Die Berliner stimmten für die Enteignung großer Wohnungskonzerne. Nur in zwei Bezirken hatte der Entscheid keine Mehrheit.
- 56,4 Prozent der Berliner haben in dem Volksentscheid für die Enteignung großer Wohnungskonzerne,
- Das Votum ist für die Politik rechtlich nicht bindend, Wahlsiegerin Franziska Giffey will den Volksentscheid aber respektieren.
- Vertreter der Initiative „Deutsche Wohnen & Co enteignen“ feierten den erfolgreichen Volksentscheid, die Immobilienbranche reagierte entsetzt.
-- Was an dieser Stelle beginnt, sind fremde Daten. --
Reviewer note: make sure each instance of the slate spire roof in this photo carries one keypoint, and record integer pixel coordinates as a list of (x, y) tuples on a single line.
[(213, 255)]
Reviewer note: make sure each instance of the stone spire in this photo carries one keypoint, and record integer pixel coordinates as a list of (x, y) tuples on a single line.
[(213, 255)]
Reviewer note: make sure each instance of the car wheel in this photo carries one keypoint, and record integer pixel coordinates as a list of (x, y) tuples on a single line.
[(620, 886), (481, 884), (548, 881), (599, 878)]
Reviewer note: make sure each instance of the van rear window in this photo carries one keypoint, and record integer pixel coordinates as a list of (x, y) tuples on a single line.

- 29 Genossenschaften und zwölf Wohnungsunternehmen sind von den Enteignungen bedroht. Der Morgenpost liegen die Listen vor.
- Interaktive Karte: Volksentscheid „Deutsche Wohnen & Co enteignen“ - So hat Ihr Kiez gestimmt
Berlin. Fassungslose Freude bei den Befürwortern und beinahe ebenso fassungslose Bestürzung bei den Gegnern, als am Montagmorgen um 8.17 Uhr zur Gewissheit wird, was sich am späten Sonntagabend bereits abzeichnete: Die Berlinerinnen und Berliner haben sich mit deutlicher Mehrheit für die Enteignung großer Wohnungskonzerne ausgesprochen.
Nach Auszählung in allen Wahlbezirken stimmten bei dem Volksentscheid 1,03 Millionen Berliner beziehungsweise 56,4 Prozent mit „Ja“ und 715.000 beziehungsweise 39 Prozent mit „Nein“, wie aus den Daten der Landeswahlleitung hervorgeht. Gleichzeitig wurde das nötige Mindestquorum für die Zustimmung von einem Viertel der Wahlberechtigten erreicht. Damit ist der Berliner Senat laut Beschlusstext nun aufgefordert, „alle Maßnahmen einzuleiten“, die zur Überführung von Immobilien in Gemeineigentum erforderlich sind, und dazu ein Gesetz zu erarbeiten.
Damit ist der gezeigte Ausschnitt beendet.